Business

European Union on the Way to Improve Market Surveillance and Product Compliance

Jul. 14 2020

The European Parliament and Council have published Regulation (EU) 2019/1020 on market surveillance and compliance of products. It will come into effect on July 16, 2021, and a Union Product Compliance Network (UPCN) will be set up by January 1, 2021. 

The Regulation is mainly aiming at e-commerce as ‘the challenges of the global market and increasingly complex supply chains, as well as the increase of products that are offered for sale online to end users within the Union, call for the strengthening of enforcement measures, to ensure the safety of consumers.’ It applies to all products coming in the market subject to identified EU harmonization legislation (see Annex I of the regulation). In addition, it replaces articles 15 to 29 of Regulation EC 765/2008 on market surveillance. 

What are the key points? 

• Products offered for sale online or through other means of distant sales that are targeted at end users in the European Union by an economic operator, are considered to have been made available on the market.

• ‘Economic operators’, i.e. manufacturers, an authorised representative, the importer, the distributor, the fulfilment service provider or any natural or legal person manufacturing products or making them available on the market or putting them into service, are obliged to provide documentation of conformity with the relevant Union harmonization legislation.

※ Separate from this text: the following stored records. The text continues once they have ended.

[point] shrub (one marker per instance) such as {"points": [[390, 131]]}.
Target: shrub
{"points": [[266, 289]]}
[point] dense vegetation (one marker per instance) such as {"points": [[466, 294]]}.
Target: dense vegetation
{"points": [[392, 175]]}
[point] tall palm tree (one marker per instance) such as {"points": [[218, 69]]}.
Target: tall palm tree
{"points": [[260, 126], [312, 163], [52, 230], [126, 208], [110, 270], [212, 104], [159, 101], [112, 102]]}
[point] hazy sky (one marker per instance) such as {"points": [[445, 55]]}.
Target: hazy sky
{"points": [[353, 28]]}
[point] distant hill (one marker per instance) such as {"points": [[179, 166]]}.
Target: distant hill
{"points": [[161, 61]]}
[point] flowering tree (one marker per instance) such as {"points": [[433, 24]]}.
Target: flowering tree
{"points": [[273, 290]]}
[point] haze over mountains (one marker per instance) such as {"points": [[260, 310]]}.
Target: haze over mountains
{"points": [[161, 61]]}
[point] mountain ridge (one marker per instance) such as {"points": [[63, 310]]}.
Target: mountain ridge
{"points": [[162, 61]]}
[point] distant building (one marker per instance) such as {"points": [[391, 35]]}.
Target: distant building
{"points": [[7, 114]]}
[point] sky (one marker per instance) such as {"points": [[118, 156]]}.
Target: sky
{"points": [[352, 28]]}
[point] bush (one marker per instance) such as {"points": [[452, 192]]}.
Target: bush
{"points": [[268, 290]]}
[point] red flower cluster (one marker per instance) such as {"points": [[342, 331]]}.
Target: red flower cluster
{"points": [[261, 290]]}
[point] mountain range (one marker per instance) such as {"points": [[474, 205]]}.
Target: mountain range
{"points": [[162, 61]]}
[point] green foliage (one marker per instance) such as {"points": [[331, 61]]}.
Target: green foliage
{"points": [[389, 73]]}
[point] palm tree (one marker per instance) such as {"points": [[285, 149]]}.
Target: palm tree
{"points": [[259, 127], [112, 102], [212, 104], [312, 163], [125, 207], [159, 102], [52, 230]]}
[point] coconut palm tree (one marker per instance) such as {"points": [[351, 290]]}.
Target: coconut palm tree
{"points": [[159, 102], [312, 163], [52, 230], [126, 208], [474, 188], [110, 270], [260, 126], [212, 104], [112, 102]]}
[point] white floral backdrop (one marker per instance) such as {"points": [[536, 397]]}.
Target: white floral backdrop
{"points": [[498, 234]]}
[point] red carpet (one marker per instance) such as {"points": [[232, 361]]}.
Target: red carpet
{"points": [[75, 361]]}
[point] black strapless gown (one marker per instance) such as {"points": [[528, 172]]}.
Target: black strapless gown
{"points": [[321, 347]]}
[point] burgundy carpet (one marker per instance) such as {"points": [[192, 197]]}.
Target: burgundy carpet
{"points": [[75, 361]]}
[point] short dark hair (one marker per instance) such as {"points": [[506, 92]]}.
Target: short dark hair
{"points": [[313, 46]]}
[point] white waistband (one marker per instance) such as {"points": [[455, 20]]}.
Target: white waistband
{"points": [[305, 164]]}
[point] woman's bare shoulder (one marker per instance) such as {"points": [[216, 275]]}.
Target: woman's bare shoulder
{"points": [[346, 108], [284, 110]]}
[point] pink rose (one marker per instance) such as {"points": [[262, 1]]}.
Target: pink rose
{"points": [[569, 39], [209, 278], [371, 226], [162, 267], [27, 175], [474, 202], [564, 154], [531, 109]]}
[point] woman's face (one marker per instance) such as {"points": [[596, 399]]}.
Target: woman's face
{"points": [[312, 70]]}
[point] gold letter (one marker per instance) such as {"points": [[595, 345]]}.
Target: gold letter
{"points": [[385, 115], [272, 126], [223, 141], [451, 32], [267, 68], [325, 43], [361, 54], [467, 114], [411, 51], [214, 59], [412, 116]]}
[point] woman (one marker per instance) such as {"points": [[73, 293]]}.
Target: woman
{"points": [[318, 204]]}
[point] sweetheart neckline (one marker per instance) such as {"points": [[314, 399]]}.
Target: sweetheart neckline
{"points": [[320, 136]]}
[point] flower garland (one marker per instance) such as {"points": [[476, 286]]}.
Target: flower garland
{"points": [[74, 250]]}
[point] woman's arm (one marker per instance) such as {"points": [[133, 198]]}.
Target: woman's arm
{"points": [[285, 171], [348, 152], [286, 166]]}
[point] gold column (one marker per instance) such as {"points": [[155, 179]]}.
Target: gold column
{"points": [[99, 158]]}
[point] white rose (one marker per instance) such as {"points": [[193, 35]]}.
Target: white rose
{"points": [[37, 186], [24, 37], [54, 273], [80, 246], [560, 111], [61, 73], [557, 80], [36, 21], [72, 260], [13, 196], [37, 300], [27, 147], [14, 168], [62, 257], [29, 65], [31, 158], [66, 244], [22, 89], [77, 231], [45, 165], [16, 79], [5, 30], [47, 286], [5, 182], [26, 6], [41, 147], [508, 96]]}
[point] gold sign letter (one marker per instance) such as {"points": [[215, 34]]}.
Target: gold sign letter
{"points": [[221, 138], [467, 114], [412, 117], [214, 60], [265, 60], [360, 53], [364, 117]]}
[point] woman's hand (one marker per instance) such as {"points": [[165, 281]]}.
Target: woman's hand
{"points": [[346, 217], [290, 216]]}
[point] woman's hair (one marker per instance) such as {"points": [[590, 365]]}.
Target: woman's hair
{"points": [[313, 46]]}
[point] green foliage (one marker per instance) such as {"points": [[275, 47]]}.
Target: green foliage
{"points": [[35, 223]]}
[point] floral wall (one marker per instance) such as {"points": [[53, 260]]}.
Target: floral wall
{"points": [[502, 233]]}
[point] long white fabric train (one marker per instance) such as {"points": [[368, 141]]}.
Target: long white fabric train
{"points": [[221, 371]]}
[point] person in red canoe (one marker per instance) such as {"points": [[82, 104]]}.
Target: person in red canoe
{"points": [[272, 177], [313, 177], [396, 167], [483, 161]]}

• If the economic operator is not established in the EU, an authorised representative based within the EU has to be identified and shall be able to provide the declaration of conformity or any documentation necessary to demonstrate the conformity to the market surveillance authorities upon request in a language, which can be easily understood by this authority. The representative also needs to actively inform the authorities in case he deems a product unsafe.

• The obligations of the Regulation apply also to fulfillment service providers. By definition, a fulfillment service provider is any natural or legal person offering, in the course of commercial activity, at least two of the following services: warehousing, packaging, addressing and dispatching, without having ownership of the products involved, but excluding postal and parcel delivery services as well as freight transport services. 

• National market surveillance authorities are granted strengthened powers. Their tasks will be defined and harmonized across the member states. Along the EU borders customs and surveillance authorities will also harmonize their approach and the Union Product Compliance Network ‘is to serve as a platform for structured coordination and cooperation between enforcement authorities of the Member States and the Commission, and to streamline the practices of market surveillance within the Union’.